O ato normativo teria por motivação uma análise de custo-benefício para o mercado regulado e para os usuários do sistema de transmissão, sob a ótica da conveniência e oportunidade da medida em face das atuais circunstâncias extraordinárias que afetam o setor elétrico. Como fundamento legal da medida, dada a notoriedade do evento e a abrangência de seus efeitos a toda a cadeia produtiva do setor elétrico, a Aneel tem competência para o reconhecimento de excludente de responsabilidade do gerador e do transmissor, na forma do art. 19 da Lei nº 13.360/2016. O referido dispositivo prevê, nesses casos, a possibilidade de recomposição da outorga e de adiamento da entrega de energia de contrato de venda em ambiente regulado.

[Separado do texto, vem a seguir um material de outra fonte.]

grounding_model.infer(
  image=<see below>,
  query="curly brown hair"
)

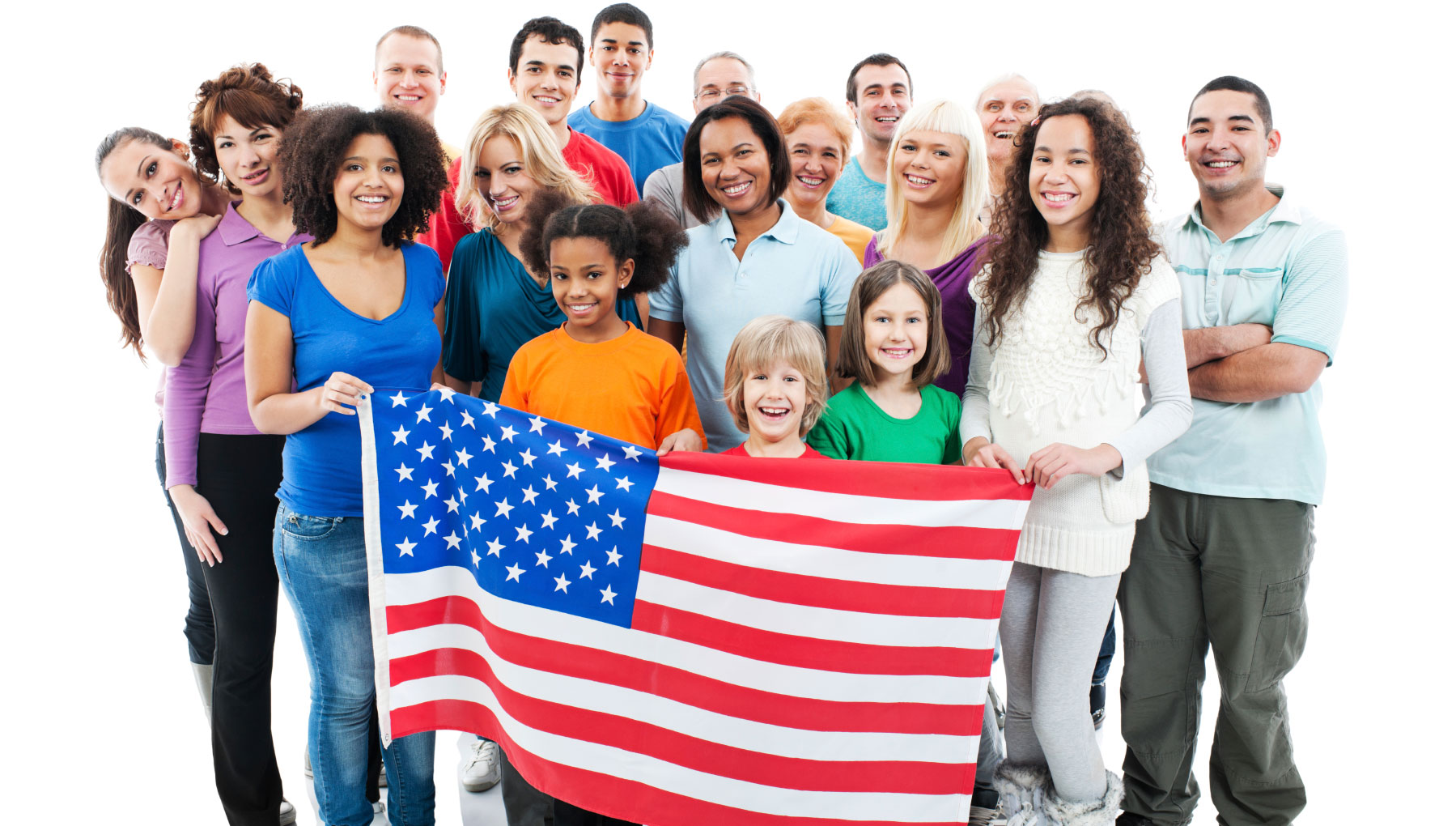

Além de representar mais uma providência de curto prazo para mitigação do impacto tarifário e regularização do fluxo de caixa setorial nos próximos meses e anos em face dos efeitos da pandemia internacional do Covid-19, a medida pode representar economia processual para a Aneel, evitando delongadas, e muitas vezes polêmicas, discussões casuísticas sobre a configuração de caso fortuito ou força maior nos segmentos de geração e transmissão.
(*) Henrique Reis e Victor Gomes são especialistas em regulação do setor elétrico e sócios do Escritório Reis Gomes Advogados.